Lebih lanjut, Mahfud MD menyebut jika pasal itu masih dipaksakan, ketika dibawa ke MK, maka MK bisa membatalkannya.
"Karena MK sudah pernah melarang itu, sudah pernah mengabulkan bahwa penghinaan terhadap presiden sebagai jabatan itu tidak bisa masuk di KUHP," katanya.

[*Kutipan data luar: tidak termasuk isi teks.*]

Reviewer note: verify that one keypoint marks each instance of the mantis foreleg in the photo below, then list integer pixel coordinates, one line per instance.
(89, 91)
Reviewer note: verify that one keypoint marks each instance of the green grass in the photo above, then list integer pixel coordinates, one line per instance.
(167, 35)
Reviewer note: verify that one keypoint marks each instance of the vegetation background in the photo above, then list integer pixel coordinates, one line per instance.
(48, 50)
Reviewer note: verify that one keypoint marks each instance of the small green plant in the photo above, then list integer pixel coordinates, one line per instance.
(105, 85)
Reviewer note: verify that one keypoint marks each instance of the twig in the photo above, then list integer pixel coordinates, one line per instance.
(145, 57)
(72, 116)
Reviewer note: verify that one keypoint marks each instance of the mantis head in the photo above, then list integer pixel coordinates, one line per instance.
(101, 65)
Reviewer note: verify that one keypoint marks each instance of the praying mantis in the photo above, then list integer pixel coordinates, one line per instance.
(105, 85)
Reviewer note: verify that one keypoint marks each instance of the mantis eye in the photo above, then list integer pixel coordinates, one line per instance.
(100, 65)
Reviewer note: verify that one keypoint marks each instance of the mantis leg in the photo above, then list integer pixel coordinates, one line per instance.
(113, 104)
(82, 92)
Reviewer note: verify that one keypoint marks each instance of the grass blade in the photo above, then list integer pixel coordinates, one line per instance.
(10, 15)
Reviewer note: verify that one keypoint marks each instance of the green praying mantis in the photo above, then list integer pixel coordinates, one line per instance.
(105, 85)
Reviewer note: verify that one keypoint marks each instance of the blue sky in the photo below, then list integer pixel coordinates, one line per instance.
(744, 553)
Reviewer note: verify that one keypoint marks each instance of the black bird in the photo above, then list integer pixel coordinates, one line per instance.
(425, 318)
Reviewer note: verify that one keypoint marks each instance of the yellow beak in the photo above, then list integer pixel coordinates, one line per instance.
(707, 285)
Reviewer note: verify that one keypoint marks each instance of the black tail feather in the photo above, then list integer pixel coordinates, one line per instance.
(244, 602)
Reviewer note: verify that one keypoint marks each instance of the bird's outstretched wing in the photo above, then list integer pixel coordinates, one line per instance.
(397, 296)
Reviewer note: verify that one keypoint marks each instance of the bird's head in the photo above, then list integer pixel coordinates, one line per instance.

Simak selengkapnya dalam video di bawah ini mulai menit awal:
Dikutip dari Kompas.com, selain Mahfud MD, ada beberapa tokoh yang juga turut bertemu dengan Moeldoko.
Di antaranya ranz Magnis Suseno, Sarwono Kusumaatmadja, Helmy Faishal, Ahmad Suaedy, Alissa Wahid, A. Budi Kuncoro, Syafi Ali, Malik Madany, Romo Benny Susetyo, Rikad Bagun, Alhilal Hamdi dan Siti Ruhaini.
Dalam pertemuan itu, putri Presiden ke-4 RI Abdurrahman Wahid (Gus Dur) Alissa Wahid memberikan saran kepada Jokowi.
Menurutnya, Jokowi harus mempertimbangkan tuntutan pendemo, lantaran sebagian pihak yang mendemo adalah pendukungnya.
"Mereka yang berunjukrasa sebagian adalah pendukung Jokowi. Presiden harus lebih peka terhadap kritik yang disampaikan," ujar Alissa Wahid, Selasa (24/9/2019).